Perhaps it is time for cat owners/lovers to do something which pleases people who like birds; to stop the war of words and try to ameliorate the situation and the situation is that cat owners are criticised for letting their outdoor cats prey on birds.
For bird lovers the situation looks worse than it really is in my opinion. Yes, cats do prey on birds but birds are not their primary prey item. Mice and other rodents are. But it is time to try and do something about it and I think a new short statute, written in straighforward language may help to appease ornithologists and demonstrate to them that cat owners are sensitive to their arguments.
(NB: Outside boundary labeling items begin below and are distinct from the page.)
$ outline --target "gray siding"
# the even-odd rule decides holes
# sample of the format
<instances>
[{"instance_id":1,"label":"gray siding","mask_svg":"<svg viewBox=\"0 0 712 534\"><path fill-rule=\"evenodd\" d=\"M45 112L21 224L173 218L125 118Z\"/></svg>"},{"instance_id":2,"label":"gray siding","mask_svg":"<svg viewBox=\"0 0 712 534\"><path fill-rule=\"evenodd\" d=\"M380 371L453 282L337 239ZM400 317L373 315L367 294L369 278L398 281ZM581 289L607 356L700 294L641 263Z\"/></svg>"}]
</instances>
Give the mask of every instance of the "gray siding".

It is said that putting a bell on your cat reduces bird predation by 45%. Apparently, song thrushes really suffer in cities because of cats. The problem with bells on collars is that cats get used to the bell and they find ways to keep it quiet. One cat owner said that her cat puts a paw against the bell to keep it quiet which is extraordinary. It is said that cats learn to keep their heads still to stop the bell ringing. The way to counter this is to change the bell regularly or put two or three bells on the collar.
The argument against this suggestion is that it is unfair on the cat. How would you like it if you had a bell ringing in your ear all the time as you moved? And cats have fantastic hearing – better than ours. It would be a form of torture. That may be an extreme statement but it may be unpleasant to a cat and also it may be unpleasant or unfair to stop a cat expressing his natural desires.
There is a better cat collar which is based upon our knowledge of a bird’s eyesight. Birds see colour very well because they use colour for foraging and breeding. Therefore they quickly see a brightly coloured moving collar. And there is one on the market which is wide and brightly coloured and which it is said is effective against bird predation by domestic cats.
It is ineffective with respect to mice, amphibians and reptiles but this discussion is about how to protect birds from cats because whenever there is an argument about cats preying on native species it often comes from ornithologists and bird lovers.
Therefore, it might be a good idea to introduce a new animal welfare law which makes it mandatory for outside cats to wear a wide, brightly coloured collar as shown in the photograph on this page.
Could such a law be enforced? I think that it could because there are enough people who are concerned about cats preying on birds and these people could be the eyes of the police. Cat owners being aware of this would be pressured into fitting such a collar to their cat. The collar would not irritate a cat except he/she would find it somewhat difficult to approach a bird because the bird would see the collar from a distance and fly off.
Having read large swathes of the internet with respect to cat behaviour of all kinds including predation, I know that there is a simmering conflict between ornithologists and cat lovers and I think it is time to do something about it; something formal which makes it clear in no uncertain terms that cat owners are doing their best to compromise their cat’s behaviour in the interests of other animals while allowing their cat to go outside if they see fit.
Years have gone by with this simmering conflict in the background. I really think it is time to do something concrete. It would also make cat haters take a softer approach towards cats. Cat owners don’t want people hating cats. People who hate cats like to hurt them. We need to appease these people to protect our cats.